Section VI.—Grit-beds of the Whangaparaoa Peninsula.
The next important outcrops of these volcanic grits are on the Whangaparaoa Peninsula, where they occur in considerable numbers and exhibit great variety of texture. As elsewhere, they lie here conformably between the other members of the series, which have been much disturbed in their vicinity.
Starting from the northern side and travelling east, the ash-beds are first met with in a place called Coal-mine Bay.
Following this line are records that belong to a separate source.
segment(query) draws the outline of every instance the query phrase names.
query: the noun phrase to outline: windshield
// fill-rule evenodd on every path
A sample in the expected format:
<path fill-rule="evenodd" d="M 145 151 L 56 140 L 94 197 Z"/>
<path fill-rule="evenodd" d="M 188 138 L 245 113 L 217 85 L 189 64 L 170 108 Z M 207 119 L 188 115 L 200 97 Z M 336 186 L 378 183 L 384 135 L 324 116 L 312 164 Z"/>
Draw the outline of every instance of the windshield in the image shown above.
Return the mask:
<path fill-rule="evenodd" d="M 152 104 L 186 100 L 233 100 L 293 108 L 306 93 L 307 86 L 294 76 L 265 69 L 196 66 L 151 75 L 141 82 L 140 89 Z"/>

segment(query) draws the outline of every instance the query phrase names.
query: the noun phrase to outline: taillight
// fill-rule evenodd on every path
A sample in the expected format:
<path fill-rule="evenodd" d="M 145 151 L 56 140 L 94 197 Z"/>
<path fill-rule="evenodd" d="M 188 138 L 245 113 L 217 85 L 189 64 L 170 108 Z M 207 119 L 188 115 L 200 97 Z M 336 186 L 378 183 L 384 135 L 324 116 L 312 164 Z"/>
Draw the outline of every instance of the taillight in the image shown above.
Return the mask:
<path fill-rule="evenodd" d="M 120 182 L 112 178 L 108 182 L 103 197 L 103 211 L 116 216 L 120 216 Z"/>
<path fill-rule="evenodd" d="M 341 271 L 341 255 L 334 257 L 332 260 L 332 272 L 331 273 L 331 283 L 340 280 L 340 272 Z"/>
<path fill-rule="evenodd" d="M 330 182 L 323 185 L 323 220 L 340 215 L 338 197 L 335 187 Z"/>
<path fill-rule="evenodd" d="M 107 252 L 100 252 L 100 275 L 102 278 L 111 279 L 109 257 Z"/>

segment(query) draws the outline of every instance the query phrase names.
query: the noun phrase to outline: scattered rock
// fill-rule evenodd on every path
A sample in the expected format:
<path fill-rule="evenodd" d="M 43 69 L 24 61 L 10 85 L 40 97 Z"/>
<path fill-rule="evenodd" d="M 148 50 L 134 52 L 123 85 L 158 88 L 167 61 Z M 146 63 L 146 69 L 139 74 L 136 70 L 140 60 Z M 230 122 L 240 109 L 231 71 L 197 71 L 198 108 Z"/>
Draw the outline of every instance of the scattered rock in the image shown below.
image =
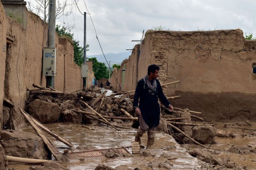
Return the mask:
<path fill-rule="evenodd" d="M 21 158 L 49 159 L 52 154 L 40 137 L 21 131 L 1 131 L 1 144 L 6 155 Z M 17 139 L 20 138 L 20 140 Z"/>
<path fill-rule="evenodd" d="M 156 155 L 156 152 L 151 149 L 146 149 L 143 151 L 142 152 L 140 153 L 140 155 L 144 156 L 155 156 Z"/>
<path fill-rule="evenodd" d="M 60 115 L 60 110 L 56 103 L 36 99 L 28 106 L 29 113 L 42 123 L 55 122 Z"/>
<path fill-rule="evenodd" d="M 100 164 L 96 166 L 94 170 L 114 170 L 114 169 L 111 166 L 102 164 Z"/>
<path fill-rule="evenodd" d="M 3 147 L 0 145 L 0 169 L 5 169 L 8 165 L 7 157 L 3 152 Z"/>
<path fill-rule="evenodd" d="M 36 167 L 36 170 L 70 170 L 70 169 L 62 166 L 58 163 L 48 162 L 44 163 L 41 166 Z"/>
<path fill-rule="evenodd" d="M 212 144 L 215 141 L 216 130 L 211 126 L 198 126 L 192 129 L 193 138 L 202 144 Z"/>
<path fill-rule="evenodd" d="M 218 137 L 223 138 L 235 138 L 235 136 L 230 131 L 226 131 L 221 129 L 217 129 L 216 132 L 216 136 Z"/>
<path fill-rule="evenodd" d="M 172 166 L 170 165 L 165 163 L 164 162 L 161 162 L 158 165 L 158 167 L 159 168 L 164 168 L 167 169 L 172 169 Z"/>

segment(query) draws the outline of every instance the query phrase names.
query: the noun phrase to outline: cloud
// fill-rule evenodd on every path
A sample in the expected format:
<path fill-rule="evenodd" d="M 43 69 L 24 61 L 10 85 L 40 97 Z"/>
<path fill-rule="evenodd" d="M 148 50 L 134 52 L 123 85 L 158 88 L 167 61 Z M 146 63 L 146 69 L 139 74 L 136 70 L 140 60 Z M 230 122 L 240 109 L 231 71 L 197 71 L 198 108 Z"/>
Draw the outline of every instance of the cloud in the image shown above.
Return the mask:
<path fill-rule="evenodd" d="M 71 3 L 71 0 L 69 0 Z M 143 29 L 146 32 L 160 25 L 170 30 L 184 31 L 196 30 L 197 28 L 204 30 L 216 27 L 218 30 L 240 28 L 244 32 L 256 35 L 253 22 L 255 5 L 252 0 L 85 1 L 106 53 L 125 52 L 125 49 L 132 48 L 136 44 L 132 40 L 141 38 Z M 86 11 L 83 0 L 79 0 L 78 5 L 83 13 Z M 63 21 L 75 23 L 76 29 L 72 31 L 82 44 L 84 16 L 76 6 L 73 10 L 70 16 L 58 19 L 56 23 L 63 25 Z M 90 45 L 87 54 L 100 54 L 88 14 L 86 20 L 86 42 Z"/>

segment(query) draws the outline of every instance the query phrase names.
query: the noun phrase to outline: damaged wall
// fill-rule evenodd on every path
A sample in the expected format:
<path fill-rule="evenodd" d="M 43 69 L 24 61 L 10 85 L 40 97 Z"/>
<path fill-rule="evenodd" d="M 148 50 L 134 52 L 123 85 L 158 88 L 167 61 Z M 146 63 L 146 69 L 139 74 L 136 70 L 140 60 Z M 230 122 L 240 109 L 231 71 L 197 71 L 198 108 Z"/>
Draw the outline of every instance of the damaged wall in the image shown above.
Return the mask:
<path fill-rule="evenodd" d="M 18 108 L 24 108 L 28 96 L 27 88 L 33 83 L 45 86 L 42 75 L 43 48 L 46 46 L 48 26 L 34 14 L 26 11 L 26 29 L 16 21 L 7 16 L 0 3 L 0 112 L 2 115 L 3 98 L 14 103 L 11 109 L 16 128 L 23 118 Z M 7 39 L 7 43 L 6 39 Z M 82 89 L 83 81 L 80 68 L 74 62 L 73 47 L 57 33 L 57 49 L 55 88 L 69 92 Z M 2 123 L 1 118 L 0 122 Z"/>
<path fill-rule="evenodd" d="M 206 121 L 255 121 L 256 46 L 256 41 L 246 40 L 240 30 L 149 30 L 141 44 L 138 80 L 156 64 L 161 84 L 181 81 L 163 87 L 168 96 L 182 96 L 171 101 L 174 107 L 202 111 Z M 131 57 L 129 62 L 134 62 Z M 135 77 L 130 73 L 125 80 Z M 131 80 L 127 83 L 133 87 Z"/>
Here the grit occurs as a well-marked band dipping north at an angle of 8°. In composition and appearance this bed corresponds with those described previously, being perhaps, on the whole, a little coarser in texture. It varies from fine to coarse, the coarser material being below, shading into a fine conglomerate. The exposure at this place is not large, but about half a mile further on the same band outcrops again and forms a reef running for some distance into the sea. The included blocks, which are numerous, consist of a hard, compact, fresh-looking andesite, with large porphyritic crystals of augite and a triclinic feldspar. Examined microscopically a section from one of these blocks showed a ground-mass and porphyritic constituents almost identical with those already described. The feldspars comprise the varieties andesine and oligoclase, and, as in the other sections, show numerous inclusions of augite and magnetite. The augite crystals are perhaps larger than those in the other rocks described, whilst the olivine, although showing crystalline form, is much altered, and is not present in sufficient quantities to form an essential constituent. Chlorite, evidently an alteration product, occurs in several places in abundance. (Specific gravity, 2.8.)
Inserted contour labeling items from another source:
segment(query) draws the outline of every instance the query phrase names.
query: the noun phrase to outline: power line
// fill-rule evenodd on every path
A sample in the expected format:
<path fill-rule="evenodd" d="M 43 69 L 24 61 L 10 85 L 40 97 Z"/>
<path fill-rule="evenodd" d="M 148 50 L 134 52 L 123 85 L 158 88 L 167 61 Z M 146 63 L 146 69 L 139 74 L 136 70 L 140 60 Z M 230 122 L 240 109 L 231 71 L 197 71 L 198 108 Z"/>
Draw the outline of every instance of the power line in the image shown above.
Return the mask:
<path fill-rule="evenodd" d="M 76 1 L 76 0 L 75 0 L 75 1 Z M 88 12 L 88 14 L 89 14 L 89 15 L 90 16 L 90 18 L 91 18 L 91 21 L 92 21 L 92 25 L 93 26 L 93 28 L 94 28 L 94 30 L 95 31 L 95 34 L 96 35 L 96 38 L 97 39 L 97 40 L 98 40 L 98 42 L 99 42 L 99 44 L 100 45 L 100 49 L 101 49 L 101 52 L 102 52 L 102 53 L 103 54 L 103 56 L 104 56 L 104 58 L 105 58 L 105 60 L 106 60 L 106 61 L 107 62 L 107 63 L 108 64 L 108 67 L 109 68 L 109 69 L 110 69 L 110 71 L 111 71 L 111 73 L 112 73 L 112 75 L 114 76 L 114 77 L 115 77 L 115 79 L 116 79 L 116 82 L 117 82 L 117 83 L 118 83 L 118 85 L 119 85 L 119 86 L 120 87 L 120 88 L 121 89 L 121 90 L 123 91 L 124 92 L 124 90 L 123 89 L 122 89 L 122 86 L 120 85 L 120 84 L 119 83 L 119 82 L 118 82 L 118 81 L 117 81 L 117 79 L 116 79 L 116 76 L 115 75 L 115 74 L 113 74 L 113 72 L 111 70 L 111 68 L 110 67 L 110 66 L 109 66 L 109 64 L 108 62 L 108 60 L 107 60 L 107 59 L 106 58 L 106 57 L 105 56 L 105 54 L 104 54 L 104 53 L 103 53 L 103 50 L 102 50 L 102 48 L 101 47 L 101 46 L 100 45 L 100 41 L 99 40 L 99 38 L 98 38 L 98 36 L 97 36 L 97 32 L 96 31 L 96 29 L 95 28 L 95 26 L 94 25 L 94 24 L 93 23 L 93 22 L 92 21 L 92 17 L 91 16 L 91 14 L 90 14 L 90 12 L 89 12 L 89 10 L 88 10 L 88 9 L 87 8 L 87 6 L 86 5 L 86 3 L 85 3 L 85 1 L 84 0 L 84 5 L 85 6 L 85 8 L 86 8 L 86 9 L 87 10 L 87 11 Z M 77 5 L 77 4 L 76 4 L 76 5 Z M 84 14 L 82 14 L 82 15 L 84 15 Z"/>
From Coal-mine Bay east the grits and fine conglomerates are numerous, cropping out at intervals all along the coast. They are similar in appearance to the one just described, except that they become distinctly coarser towards the point to the east The beds here have been so disturbed and the exposures in places are so small that it is impossible to establish any stratigraphical connection between individual outcrops. In both grits and conglomerates fossils occur from top to bottom. The included fragments here reach a diameter of from 1 ft. 6 in. to 2 ft., and occur in greater abundance than in the grits nearer Auckland.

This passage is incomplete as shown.